Окончательно посадив катер на мель, поросшую кустарником, диверсанты замаскировали его со стороны озера и со стороны суши и устроили себе трехдневный отдых.
От лесного хуторка, некогда подступавшего к северной оконечности озера, остались лишь пепелища. Из села по ту сторону реки рыбаки сюда тоже не наведывались, да, очевидно, мало осталось их в повоенной деревне, этих самых рыбаков. Поэтому диверсанты действительно чувствовали себя, как на курорте. В каютах по ночам было тепло и настолько уютно, что это казалось неправдоподобным.

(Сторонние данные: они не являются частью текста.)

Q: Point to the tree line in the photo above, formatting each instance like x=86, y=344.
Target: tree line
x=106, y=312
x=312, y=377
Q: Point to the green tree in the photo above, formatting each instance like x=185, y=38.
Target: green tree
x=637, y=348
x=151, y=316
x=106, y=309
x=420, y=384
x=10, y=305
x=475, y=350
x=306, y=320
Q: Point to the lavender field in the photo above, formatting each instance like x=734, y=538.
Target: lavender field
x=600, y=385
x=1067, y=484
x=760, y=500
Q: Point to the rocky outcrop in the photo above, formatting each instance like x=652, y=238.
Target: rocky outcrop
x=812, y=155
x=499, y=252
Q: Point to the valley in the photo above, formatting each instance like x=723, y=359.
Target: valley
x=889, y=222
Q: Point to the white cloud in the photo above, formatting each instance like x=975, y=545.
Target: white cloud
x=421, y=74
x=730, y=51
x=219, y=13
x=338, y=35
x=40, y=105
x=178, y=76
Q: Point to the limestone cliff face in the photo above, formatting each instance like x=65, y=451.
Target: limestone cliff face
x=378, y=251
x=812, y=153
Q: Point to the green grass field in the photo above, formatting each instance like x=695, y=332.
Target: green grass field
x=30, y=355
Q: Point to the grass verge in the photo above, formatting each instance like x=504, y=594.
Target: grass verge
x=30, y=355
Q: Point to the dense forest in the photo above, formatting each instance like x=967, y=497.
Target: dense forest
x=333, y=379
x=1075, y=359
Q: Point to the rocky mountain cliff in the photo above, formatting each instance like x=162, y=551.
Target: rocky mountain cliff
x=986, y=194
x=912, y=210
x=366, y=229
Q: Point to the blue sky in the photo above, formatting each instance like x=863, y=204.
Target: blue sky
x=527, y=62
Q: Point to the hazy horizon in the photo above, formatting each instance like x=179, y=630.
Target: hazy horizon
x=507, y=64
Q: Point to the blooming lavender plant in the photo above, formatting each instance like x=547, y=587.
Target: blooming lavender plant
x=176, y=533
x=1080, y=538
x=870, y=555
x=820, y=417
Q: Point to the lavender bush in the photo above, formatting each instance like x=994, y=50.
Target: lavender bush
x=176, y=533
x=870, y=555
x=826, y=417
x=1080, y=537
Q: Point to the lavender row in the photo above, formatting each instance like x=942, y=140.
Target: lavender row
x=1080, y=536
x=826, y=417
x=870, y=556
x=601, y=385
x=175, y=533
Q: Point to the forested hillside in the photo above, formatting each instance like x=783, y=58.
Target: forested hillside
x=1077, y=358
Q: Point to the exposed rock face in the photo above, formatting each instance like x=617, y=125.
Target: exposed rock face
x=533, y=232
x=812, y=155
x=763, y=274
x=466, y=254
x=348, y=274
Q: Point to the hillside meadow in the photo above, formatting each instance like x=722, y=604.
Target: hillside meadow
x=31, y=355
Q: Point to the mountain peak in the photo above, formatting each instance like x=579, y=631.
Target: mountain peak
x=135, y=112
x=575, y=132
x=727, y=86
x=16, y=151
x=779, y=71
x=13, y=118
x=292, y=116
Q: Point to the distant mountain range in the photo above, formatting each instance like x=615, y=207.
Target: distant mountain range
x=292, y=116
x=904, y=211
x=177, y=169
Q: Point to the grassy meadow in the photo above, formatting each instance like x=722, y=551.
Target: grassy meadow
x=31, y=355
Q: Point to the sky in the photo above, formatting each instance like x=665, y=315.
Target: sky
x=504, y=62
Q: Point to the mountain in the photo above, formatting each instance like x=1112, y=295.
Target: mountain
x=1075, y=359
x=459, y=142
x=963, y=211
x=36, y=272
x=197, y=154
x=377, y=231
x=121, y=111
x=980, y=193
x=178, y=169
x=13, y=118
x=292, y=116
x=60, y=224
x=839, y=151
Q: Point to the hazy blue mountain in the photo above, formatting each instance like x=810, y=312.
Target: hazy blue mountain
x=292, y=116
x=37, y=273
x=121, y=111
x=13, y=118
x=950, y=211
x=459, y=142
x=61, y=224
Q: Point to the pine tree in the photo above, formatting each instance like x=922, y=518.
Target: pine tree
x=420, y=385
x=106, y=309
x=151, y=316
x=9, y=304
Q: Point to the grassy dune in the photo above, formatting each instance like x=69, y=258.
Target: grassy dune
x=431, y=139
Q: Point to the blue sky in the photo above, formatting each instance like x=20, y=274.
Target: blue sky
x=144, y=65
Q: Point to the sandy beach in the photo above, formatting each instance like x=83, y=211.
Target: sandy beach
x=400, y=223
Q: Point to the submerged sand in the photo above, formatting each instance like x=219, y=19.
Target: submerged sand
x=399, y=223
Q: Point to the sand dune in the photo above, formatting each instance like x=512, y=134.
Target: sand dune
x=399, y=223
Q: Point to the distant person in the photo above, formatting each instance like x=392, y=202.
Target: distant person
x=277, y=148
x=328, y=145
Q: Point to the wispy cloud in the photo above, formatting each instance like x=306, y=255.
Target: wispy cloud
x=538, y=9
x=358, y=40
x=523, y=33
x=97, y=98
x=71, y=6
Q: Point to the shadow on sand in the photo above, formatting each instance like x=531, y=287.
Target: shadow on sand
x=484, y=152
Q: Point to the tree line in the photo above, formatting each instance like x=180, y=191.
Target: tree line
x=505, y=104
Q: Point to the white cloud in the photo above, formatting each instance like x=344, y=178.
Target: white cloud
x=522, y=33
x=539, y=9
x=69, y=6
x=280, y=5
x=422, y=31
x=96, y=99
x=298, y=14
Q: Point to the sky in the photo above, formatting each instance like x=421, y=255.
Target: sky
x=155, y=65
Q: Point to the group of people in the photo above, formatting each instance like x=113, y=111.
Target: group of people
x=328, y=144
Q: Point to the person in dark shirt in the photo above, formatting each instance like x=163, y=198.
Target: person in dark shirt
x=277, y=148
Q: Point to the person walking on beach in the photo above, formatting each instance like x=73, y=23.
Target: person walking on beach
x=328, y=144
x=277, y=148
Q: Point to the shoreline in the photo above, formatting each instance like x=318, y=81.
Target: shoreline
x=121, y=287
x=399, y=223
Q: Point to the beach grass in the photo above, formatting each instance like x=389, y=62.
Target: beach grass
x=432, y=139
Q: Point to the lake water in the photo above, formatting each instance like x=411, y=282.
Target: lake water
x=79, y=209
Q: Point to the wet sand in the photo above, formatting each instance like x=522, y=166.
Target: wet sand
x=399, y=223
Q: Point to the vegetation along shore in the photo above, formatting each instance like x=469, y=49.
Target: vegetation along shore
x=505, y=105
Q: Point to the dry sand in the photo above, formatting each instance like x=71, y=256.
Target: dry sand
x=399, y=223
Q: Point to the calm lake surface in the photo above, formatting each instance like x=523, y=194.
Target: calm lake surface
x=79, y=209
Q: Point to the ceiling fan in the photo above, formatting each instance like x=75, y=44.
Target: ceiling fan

А днем светило нежаркое ослепительное солнце, и вода уже была достаточно теплой, чтобы можно было устраивать купания. Да и запасов продуктов, перенесенных на катер с баржи, тоже пока что хватало.
Кто-то из экипажа катера был заядлым рыбаком, и теперь обе его удочки были пущены в дело. Рыбы в этом озерце водилось столько, что ею можно было накормить половину семеновской армии.

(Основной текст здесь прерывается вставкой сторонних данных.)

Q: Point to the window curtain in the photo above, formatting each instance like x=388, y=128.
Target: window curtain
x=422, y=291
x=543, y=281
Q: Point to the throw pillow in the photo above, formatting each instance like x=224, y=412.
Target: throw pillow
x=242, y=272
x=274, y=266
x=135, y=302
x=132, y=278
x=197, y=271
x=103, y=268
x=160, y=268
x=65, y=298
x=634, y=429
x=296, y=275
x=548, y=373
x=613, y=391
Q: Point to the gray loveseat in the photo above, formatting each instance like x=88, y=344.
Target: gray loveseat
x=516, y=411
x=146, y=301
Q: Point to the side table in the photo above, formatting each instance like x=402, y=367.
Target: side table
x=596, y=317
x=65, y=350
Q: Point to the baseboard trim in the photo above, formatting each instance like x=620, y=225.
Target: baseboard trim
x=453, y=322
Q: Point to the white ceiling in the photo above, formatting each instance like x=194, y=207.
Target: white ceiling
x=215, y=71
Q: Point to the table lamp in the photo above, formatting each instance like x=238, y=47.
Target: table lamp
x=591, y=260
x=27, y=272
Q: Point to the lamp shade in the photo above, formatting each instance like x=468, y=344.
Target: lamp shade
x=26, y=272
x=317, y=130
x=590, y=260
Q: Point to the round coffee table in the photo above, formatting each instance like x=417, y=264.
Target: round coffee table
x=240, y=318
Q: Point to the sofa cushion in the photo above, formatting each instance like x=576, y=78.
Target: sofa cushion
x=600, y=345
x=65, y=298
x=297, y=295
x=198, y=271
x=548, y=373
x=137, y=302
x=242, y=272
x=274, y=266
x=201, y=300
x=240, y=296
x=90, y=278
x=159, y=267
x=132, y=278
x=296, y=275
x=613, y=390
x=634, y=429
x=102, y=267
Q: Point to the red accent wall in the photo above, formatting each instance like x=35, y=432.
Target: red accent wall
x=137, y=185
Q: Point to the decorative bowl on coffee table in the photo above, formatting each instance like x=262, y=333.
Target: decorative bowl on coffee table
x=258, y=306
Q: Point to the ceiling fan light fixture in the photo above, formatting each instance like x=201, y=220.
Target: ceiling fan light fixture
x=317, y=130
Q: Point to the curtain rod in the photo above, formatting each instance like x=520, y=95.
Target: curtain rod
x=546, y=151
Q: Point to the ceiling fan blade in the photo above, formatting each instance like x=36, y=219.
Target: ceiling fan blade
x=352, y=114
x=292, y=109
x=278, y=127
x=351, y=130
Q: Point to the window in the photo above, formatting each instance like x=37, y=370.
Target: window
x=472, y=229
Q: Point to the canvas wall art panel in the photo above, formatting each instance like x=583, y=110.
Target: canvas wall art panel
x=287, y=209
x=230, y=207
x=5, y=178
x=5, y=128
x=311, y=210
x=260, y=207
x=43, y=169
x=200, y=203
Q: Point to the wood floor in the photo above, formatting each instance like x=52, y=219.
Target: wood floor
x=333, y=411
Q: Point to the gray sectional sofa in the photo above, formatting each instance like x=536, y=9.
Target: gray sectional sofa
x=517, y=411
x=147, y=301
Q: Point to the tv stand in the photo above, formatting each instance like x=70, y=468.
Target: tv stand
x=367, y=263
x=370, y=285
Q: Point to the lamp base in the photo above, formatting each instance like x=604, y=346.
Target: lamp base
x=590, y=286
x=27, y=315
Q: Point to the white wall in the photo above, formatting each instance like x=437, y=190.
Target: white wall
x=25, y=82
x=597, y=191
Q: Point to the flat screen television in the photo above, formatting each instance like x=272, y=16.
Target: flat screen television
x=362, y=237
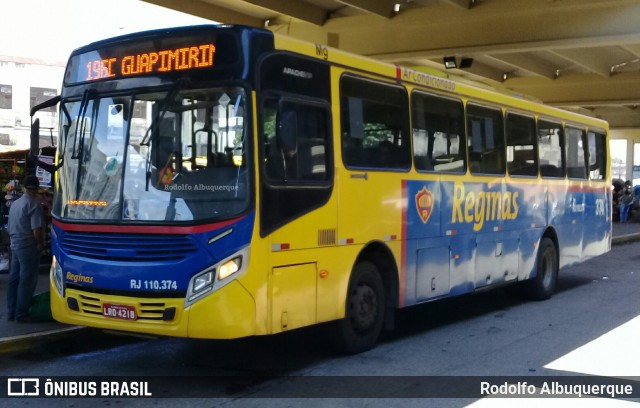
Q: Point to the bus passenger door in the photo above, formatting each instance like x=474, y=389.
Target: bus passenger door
x=296, y=205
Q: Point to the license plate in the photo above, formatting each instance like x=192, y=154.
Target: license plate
x=124, y=312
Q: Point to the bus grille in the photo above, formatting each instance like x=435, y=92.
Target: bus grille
x=147, y=311
x=131, y=248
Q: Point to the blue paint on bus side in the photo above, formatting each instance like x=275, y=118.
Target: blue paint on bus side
x=461, y=236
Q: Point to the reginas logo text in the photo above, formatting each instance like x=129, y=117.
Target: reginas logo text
x=75, y=278
x=478, y=207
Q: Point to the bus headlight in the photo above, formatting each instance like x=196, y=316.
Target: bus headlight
x=56, y=274
x=202, y=282
x=216, y=276
x=229, y=267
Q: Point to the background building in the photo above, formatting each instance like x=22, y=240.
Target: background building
x=24, y=83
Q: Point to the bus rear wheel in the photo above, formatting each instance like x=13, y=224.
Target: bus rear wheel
x=364, y=310
x=542, y=286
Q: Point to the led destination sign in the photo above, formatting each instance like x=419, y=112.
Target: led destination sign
x=165, y=54
x=197, y=56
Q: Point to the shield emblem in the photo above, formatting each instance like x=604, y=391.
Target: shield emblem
x=424, y=204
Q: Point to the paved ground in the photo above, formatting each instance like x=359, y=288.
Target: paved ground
x=16, y=336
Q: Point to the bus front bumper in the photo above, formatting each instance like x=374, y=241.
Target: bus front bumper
x=228, y=313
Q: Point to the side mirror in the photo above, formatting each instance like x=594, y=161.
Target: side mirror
x=34, y=148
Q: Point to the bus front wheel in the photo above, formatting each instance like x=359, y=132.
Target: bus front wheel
x=364, y=310
x=542, y=286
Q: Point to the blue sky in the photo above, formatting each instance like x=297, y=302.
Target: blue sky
x=51, y=29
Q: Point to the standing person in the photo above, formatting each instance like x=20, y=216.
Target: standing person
x=626, y=201
x=25, y=232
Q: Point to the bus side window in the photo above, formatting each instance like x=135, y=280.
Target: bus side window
x=486, y=140
x=597, y=155
x=375, y=124
x=438, y=133
x=298, y=150
x=551, y=149
x=576, y=153
x=522, y=155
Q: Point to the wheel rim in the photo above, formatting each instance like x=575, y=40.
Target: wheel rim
x=363, y=307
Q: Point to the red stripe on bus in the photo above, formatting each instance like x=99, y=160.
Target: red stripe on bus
x=403, y=250
x=144, y=229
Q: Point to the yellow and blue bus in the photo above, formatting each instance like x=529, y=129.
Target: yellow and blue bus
x=224, y=181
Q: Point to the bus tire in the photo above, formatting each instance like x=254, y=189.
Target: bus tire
x=359, y=330
x=542, y=286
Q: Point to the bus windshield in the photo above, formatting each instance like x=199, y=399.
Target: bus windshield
x=175, y=155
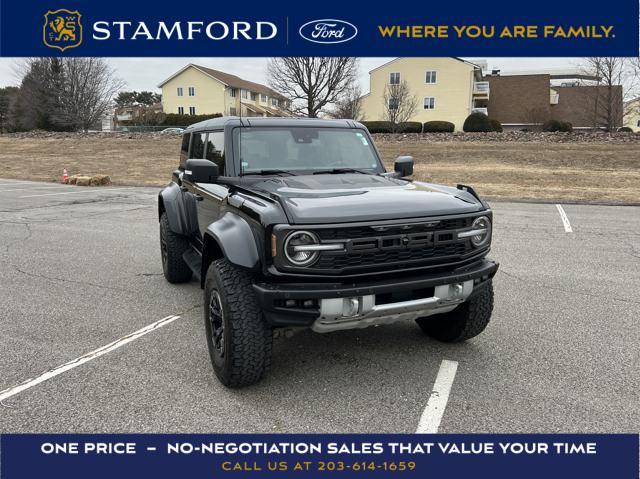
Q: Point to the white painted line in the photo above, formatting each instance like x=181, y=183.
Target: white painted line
x=565, y=219
x=96, y=353
x=88, y=190
x=433, y=412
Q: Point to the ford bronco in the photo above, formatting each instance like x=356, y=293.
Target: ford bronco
x=291, y=223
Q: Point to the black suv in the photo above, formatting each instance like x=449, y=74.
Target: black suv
x=293, y=223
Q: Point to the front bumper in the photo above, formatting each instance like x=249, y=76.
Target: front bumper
x=273, y=298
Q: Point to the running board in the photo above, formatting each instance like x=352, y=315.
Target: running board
x=194, y=260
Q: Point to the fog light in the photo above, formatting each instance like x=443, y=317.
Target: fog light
x=350, y=307
x=456, y=290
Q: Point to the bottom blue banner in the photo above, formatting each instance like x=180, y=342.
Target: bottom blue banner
x=296, y=455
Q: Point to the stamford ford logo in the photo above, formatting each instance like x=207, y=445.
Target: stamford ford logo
x=328, y=31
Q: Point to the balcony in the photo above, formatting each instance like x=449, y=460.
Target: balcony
x=481, y=89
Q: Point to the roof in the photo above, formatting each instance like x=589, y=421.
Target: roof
x=221, y=122
x=230, y=80
x=400, y=58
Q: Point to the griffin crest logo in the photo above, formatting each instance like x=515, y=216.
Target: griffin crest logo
x=62, y=29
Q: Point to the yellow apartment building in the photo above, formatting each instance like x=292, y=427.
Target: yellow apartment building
x=447, y=89
x=198, y=90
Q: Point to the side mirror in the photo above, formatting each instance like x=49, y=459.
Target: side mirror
x=403, y=166
x=200, y=171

— Мет, князь, — уверял Курбатова поручик Власевич, к счастью для остальных, обнаруживший неслыханные познания и талант в кулинарии. — Мы никуда не уйдем отсюда. Мы окажемся последними идиотами, если позволим себе оставить эти райские кущи, вновь ударяясь в бессмысленные цыганские бега.
— И так потеряли несколько дней, — охлаждал его романтические страсти барон фон Тирбах. — Откажись мы от этих блужданий по водам, давно были бы в Карпатах. В горах прорываться через линию фронта всегда легче.
И только капитан Бергер оставался невозмутимым. Вечно полусонное, исхудалое лицо его продолжало хранить на себе печать великомученичества; укоренившаяся в нем психология лагерника напоминала о величайшей из лагерных мудростей: «Не высовываться», — а то, что для остальных диверсантов казалось тяготами «цыганских бегов», для него все еще оставалось сладостью свободы.
Кроме того, у Курбатова создавалось впечатление, что не очень-то этот капитан вермахта стремился поскорее оказаться по ту сторону фронта. И не только потому, что не спешил на передовую. Просто что-то подсказывало ему, что офицер вермахта, умудрившийся попасть в лагерь военнопленных, с такой же неотвратимостью может попасть затем в лагерь гестапо. Ибо пойди, докажи…
Однако их библейский спор относительно того, оставаться ли в раю или же предаваться бренным тяготам блудных сынов отечества, был решен совершенно неожиданным, хотя и естественным образом. Выглянув поутру на покрытую росой палубу, Курбатов услышал приглушенные голоса. В эту ночь он решил не выставлять охраны, чтобы дать возможность своим стрелкам основательно отдохнуть перед дорогой, и теперь опасался, что рядом с катером, за холмом, устроена засада.
Едва он успел разбудить остальных диверсантов, как прогремели первые выстрелы, и пули начали испытывать на прочность бронь корабельной обшивки.
«То ли понятия не имеют, как подступиться к кораблю, то ли стремятся выманить из металлического чрева на палубу, а затем на берег, — прикинул Курбатов, залегая рядом с пулеметной башней, в которой устроился фон Тирбах. Тем временем Власевич уже подполз к орудийному щитку на носу, а фон Бергер засел у входа в машинное отделение. — Только бы не пустили в ход фанаты».
— Москали, сдавайтесь! — послышался крик неокрепшей юношеской глотки. — Все равно вам отсюда не уйти!
— Эй, кацапы, выходи, отвоевались!
— Что они там кричат, Власевич? — не понял Курбатов. — Что такое «москали»?